Домофон откашлялся и говорит:
— Зовите меня Измаил. Несколько лет назад…
— Э, нет, — возражает Прораб, — не пойдет. Это было уже. Читал я эту книжку. Давайте начистоту.
— Ладно, — отвечает ему домофон с некоторой досадой. — Начистоту так начистоту. Знай, о прораб, что мой отец был царем этого города, и звали его Махмуд, владыка черных островов. Когда я вошла в пору девичества, мое дыхание было подобно мускусу, а полнота моих бедер…

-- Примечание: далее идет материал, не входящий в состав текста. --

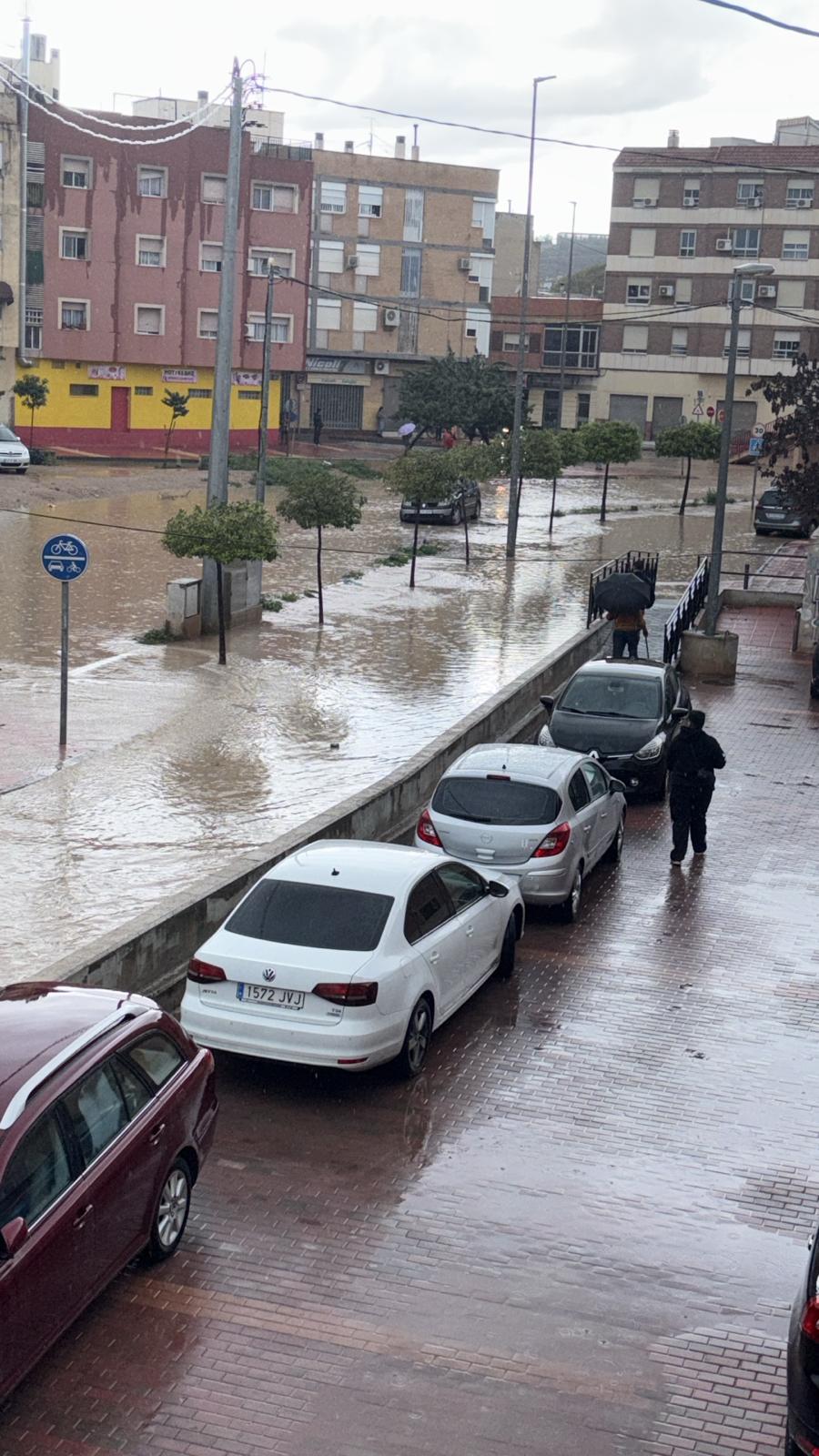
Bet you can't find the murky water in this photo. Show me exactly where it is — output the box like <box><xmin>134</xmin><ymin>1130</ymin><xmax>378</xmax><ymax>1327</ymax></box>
<box><xmin>0</xmin><ymin>460</ymin><xmax>753</xmax><ymax>977</ymax></box>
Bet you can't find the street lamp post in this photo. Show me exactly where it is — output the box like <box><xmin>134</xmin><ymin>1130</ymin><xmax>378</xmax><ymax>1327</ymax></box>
<box><xmin>506</xmin><ymin>76</ymin><xmax>555</xmax><ymax>558</ymax></box>
<box><xmin>705</xmin><ymin>264</ymin><xmax>775</xmax><ymax>636</ymax></box>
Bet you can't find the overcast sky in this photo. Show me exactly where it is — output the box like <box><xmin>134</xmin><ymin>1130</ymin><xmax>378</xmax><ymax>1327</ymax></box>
<box><xmin>6</xmin><ymin>0</ymin><xmax>819</xmax><ymax>241</ymax></box>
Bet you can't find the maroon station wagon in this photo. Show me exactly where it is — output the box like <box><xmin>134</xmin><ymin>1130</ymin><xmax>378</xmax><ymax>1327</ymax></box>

— Хватит тюльку-то гнать, радио «Свобода», — говорит Прораб. — Это я тоже читал, в «Библиотеке всемирной литературы», иллюстрации Рокуэлла Кента, стихи в переводе Давида Самойлова. Не надо обижать нас таким обращением, будто мы тут собрались далекие от культуры люди. Правду говори, нечего нищего за пупок тянуть, да была б она погуще.
Домофон говорит с раздражением:
— Ты бы, — говорит, — прораб, чем «Библиотеку всемирной литературы» читать, за сыном своим следил, который сейчас документальными кадрами из «Плейбоя» потолок у себя в комнате оклеивает, или на трубах меньше экономил, а то все стояки в подъезде дискретные.
Прораб, хоть был человек сдержанный, а этого не вытерпел.
— Щедрин, — говорит, — в тебе умер. В страшных муках. Михаил Евграфович. Это тебе мое слово, попомни его, когда придется.
— Ты, — отнесся к нему домофон, — это к чему сказал, прорабья твоя душа?
Генподрядчик, слушая их бездельную перебранку с большим неудовольствием, наконец не вытерпел и пресек.
— Самим-то вам не стыдно? — напустился он на них. — Как дети малые, ей-богу! Давайте, в самом деле, в руках себя держать! Петрович, ты-то! Самойлова он читал! Рокуэлла Кента разглядывал! Еще и раскрашивал, небось! А где главное, что отличает воспитанного человека от варвара, — умение дисциплинировать свои чувства? Зачем тебе «Библиотека всемирной литературы», если она не делает тебя лучше?
Все устыдились, а домофон засопел.
— Вернемся к вопросу, — продолжил Генподрядчик. — Позвольте все-таки узнать ваше имя-отчество.
Домофон тут завел свою привычную песню, что-де он вырос в ленинградскую блокаду, не имея возможности пить и гулять, но Генподрядчик эту безответственную болтовню пресек.
— Вы, — сказал он, — этот дивертисмент, я вас убедительно прошу, сократите по возможности. Мы наслышаны уже о нем. Ближе к истине.
Тут домофон сломался.
— Хорошо, — вымолвил он. — Я вам все расскажу, все. Но запомните, вы сами этого хотели. Подумайте, не стоит ли остановиться сейчас. Вникните в то, что вы можете выйти из моего рассказа совсем не такими, как входили в него.